Was ist diabetische Nephropathie?

by Kevin Böhm
02/01/2022
0

Diabetes kann das Filtersystem der Nieren beeinträchtigen und zu einer diabetischen Nephropathie führen. In diesem Zustand können die Nieren Abfallprodukte nicht mehr effizient entfernen und es können sich toxische Rückstände im Körper ansammeln. Dies kann zu ernsthaften Gesundheitsproblemen, einschließlich Nierenversagen, führen und unbehandelt schließlich lebensbedrohlich sein. Wenn Sie Diabetes haben, ist es wichtig zu wissen, wie Sie diesen Zustand vermeiden können.

diabetische Nephropathie

Peter Dazeley / Getty Images


Welche Funktion haben die Nieren?

Die Nieren sind Organe, die aus Millionen kleiner Blutgefäße bestehen, die das Blut filtern und Abfallprodukte entfernen. Wenn der menschliche Körper Proteine ​​verstoffwechselt, werden Abfallprodukte produziert; diese Abfallprodukte werden normalerweise durch die Nieren gefiltert.

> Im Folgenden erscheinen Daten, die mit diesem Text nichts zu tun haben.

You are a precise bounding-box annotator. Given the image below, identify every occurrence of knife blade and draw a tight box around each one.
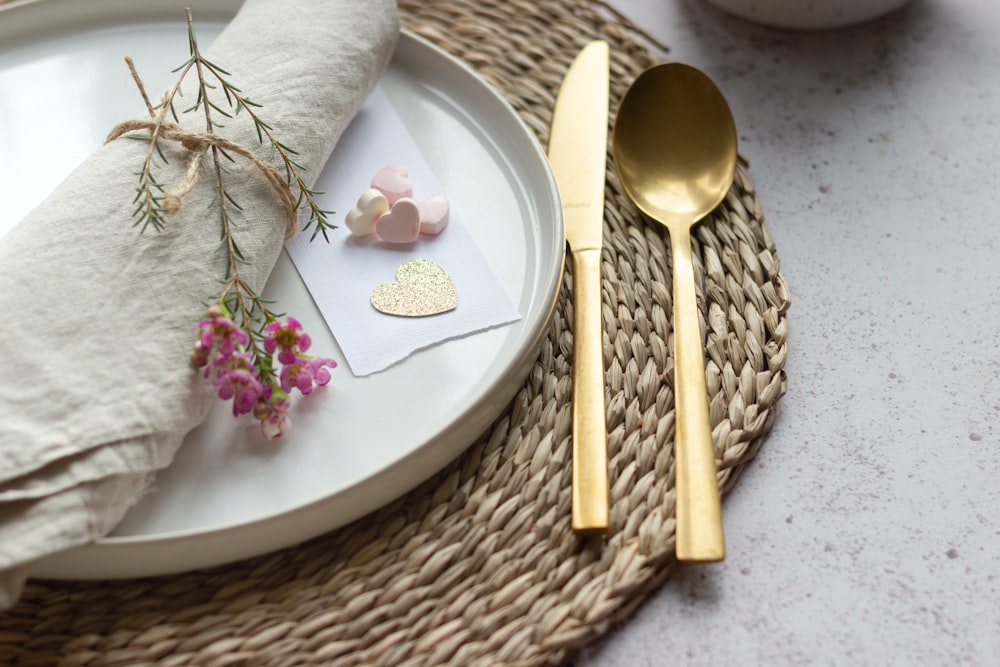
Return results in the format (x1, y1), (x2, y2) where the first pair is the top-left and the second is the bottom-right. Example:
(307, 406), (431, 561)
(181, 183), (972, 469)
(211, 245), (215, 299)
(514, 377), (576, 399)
(548, 40), (610, 534)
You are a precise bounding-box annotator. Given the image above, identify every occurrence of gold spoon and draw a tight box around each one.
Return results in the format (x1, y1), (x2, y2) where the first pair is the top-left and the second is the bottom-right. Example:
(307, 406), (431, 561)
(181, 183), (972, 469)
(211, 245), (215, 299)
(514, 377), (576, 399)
(611, 63), (736, 562)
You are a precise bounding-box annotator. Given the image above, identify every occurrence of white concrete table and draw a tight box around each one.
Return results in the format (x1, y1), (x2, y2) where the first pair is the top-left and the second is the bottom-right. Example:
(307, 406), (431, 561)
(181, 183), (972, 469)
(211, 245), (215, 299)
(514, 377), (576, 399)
(577, 0), (1000, 667)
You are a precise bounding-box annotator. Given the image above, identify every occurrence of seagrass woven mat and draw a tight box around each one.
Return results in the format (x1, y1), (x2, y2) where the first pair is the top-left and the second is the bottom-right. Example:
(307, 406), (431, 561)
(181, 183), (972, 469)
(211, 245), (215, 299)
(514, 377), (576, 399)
(0, 0), (789, 667)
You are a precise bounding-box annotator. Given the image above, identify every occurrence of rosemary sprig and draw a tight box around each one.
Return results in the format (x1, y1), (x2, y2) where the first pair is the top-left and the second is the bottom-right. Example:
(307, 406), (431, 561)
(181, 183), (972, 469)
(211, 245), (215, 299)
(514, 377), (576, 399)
(118, 10), (337, 438)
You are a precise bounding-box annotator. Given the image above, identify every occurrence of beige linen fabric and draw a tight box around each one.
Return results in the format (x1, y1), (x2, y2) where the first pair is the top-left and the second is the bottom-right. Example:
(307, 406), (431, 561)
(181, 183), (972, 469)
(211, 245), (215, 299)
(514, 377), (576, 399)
(0, 0), (399, 609)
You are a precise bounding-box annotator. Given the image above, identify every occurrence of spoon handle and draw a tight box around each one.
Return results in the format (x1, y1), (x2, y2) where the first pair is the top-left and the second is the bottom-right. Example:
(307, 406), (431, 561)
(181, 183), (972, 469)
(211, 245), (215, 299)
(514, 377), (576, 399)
(572, 248), (608, 534)
(670, 227), (725, 562)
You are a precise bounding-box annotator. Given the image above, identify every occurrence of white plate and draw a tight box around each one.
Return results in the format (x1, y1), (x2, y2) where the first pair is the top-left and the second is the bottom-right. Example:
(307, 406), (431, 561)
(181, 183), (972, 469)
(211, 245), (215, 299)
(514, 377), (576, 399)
(0, 0), (564, 578)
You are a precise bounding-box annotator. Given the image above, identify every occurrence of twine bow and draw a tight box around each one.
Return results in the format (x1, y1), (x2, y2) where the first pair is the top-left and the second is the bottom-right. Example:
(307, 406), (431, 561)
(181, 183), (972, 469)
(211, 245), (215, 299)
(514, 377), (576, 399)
(104, 57), (298, 240)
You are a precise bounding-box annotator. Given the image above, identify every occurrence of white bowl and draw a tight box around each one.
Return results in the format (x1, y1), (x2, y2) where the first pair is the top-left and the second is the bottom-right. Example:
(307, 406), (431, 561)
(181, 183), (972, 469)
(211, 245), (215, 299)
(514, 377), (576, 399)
(707, 0), (909, 30)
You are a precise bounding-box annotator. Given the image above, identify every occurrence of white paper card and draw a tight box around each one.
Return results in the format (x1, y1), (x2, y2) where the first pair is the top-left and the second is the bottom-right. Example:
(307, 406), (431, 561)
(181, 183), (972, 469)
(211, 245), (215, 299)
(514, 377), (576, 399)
(286, 88), (521, 376)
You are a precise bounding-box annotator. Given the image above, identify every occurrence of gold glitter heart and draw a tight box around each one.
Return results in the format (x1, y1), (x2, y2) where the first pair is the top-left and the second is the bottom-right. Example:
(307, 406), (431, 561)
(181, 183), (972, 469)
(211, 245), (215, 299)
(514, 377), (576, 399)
(372, 259), (458, 317)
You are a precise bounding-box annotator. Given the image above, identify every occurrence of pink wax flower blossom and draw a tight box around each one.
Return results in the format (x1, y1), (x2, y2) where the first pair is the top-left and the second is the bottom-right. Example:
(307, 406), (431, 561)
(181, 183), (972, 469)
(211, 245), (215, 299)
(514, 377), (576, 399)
(212, 352), (265, 417)
(198, 305), (249, 357)
(264, 317), (312, 364)
(281, 357), (337, 396)
(191, 303), (337, 440)
(253, 389), (292, 440)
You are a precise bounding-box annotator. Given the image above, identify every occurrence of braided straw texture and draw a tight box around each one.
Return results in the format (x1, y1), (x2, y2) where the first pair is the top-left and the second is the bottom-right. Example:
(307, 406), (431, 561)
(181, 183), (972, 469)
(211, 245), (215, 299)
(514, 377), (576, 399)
(0, 0), (789, 667)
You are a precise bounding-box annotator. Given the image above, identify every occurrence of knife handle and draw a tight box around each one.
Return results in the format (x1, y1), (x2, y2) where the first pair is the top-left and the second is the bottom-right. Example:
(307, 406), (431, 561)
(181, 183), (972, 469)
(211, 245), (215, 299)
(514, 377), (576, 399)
(572, 248), (608, 534)
(670, 227), (726, 562)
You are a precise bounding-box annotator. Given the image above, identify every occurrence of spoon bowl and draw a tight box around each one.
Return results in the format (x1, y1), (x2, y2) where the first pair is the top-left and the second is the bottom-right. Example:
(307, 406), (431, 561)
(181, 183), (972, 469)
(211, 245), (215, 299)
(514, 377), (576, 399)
(611, 63), (736, 562)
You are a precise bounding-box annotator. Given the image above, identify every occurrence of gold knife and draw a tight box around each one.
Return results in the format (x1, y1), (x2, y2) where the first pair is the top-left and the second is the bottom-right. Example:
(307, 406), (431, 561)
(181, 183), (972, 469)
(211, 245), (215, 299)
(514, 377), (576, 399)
(549, 40), (609, 534)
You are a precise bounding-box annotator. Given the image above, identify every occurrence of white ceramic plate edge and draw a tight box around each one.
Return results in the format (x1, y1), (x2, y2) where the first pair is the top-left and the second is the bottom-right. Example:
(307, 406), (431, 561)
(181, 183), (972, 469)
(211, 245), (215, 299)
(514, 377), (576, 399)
(0, 0), (564, 579)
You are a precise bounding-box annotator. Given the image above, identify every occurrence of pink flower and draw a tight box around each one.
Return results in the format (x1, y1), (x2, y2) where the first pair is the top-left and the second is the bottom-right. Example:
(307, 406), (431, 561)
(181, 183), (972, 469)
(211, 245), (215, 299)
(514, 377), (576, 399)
(213, 352), (265, 416)
(264, 317), (312, 364)
(198, 305), (248, 357)
(280, 357), (337, 396)
(253, 389), (292, 440)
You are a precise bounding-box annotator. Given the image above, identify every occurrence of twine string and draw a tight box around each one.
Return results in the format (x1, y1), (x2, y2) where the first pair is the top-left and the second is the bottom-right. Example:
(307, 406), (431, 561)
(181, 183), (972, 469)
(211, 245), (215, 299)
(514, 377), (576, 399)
(104, 57), (298, 241)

Das Filtersystem der Niere umfasst Millionen winziger Blutgefäße mit sehr kleinen Löchern. Die üblichen Abfallprodukte wie Harnstoff, Ammoniak und Kreatinin gehen durch die Löcher und werden mit dem Urin ausgeschieden. Größere Moleküle und Zellen wie Proteine, rote Blutkörperchen und weiße Blutkörperchen bleiben im Blut, weil sie zu groß sind, um in den Urin gefiltert zu werden.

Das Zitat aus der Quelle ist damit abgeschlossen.